Steel Markets

Advanced High Strength—Wood?
Written by Sandy Williams
August 16, 2017
The “woodie” automobile, popular in the 1940s and ’50s, may be on its way back, but in a seriously different mode.
Japanese researchers are developing the latest challenge to automotive steel, a super-strength, lightweight product that uses wood as a raw material. Cellulose nanofiber, made from wood pulp, is mixed into plastics forming a product that is one-fifth the weight of steel and five times as strong, according to researchers at Kyoto University.
Cellulose nanofibers are used in other products, but their potential use for autos is enabled by the “Kyoto process” that kneads treated woods fibers into plastics and simultaneously breaks them down into nanofiber. The process cuts production cost by one-fifth of other processes.
Researchers at Kyoto are tailoring application of the product for use in auto and aircraft parts and hope to have a prototype car using nanofiber parts completed in 2020, said Kyoto professor Hiroaki Yano. The product would be especially desirable for lightweighting electric cars to minimize how many batteries are required for power.
“We’ve been using plastics as a replacement for steel, and we’re hoping that cellulose nanofibers will widen the possibilities toward that goal,” Yukihiko Ishino, a spokesman at Daikyo-Nishikawa told the Japan Times. Daikylo-Nishikawa customers include Toyota Motor Corp. and Mazda Motor Corp.
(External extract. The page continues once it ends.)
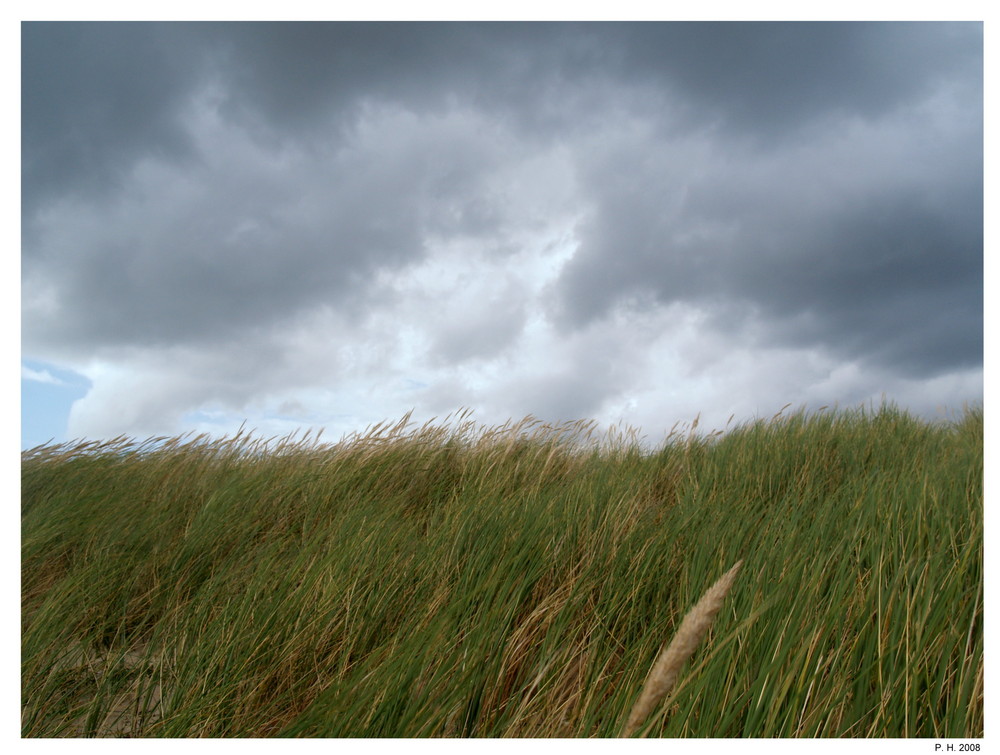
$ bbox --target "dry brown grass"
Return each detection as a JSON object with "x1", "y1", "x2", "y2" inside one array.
[{"x1": 621, "y1": 560, "x2": 743, "y2": 737}]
Mass production of one kilogram of cellulose nanofiber is about 1000 yen or $9. Yano hopes to reduce the cost by half and, when combined with plastic, make it competitive against high tensile steel and aluminum alloys.
The product is far from achieving commercial viability. Besides trimming production costs, methods of attaching the parts made from the new material need to be explored. The product is unlikely to threaten the steel or aluminum industry for years to come, but is yet another example of innovative approaches to creating strong and lightweight materials for the automotive industry.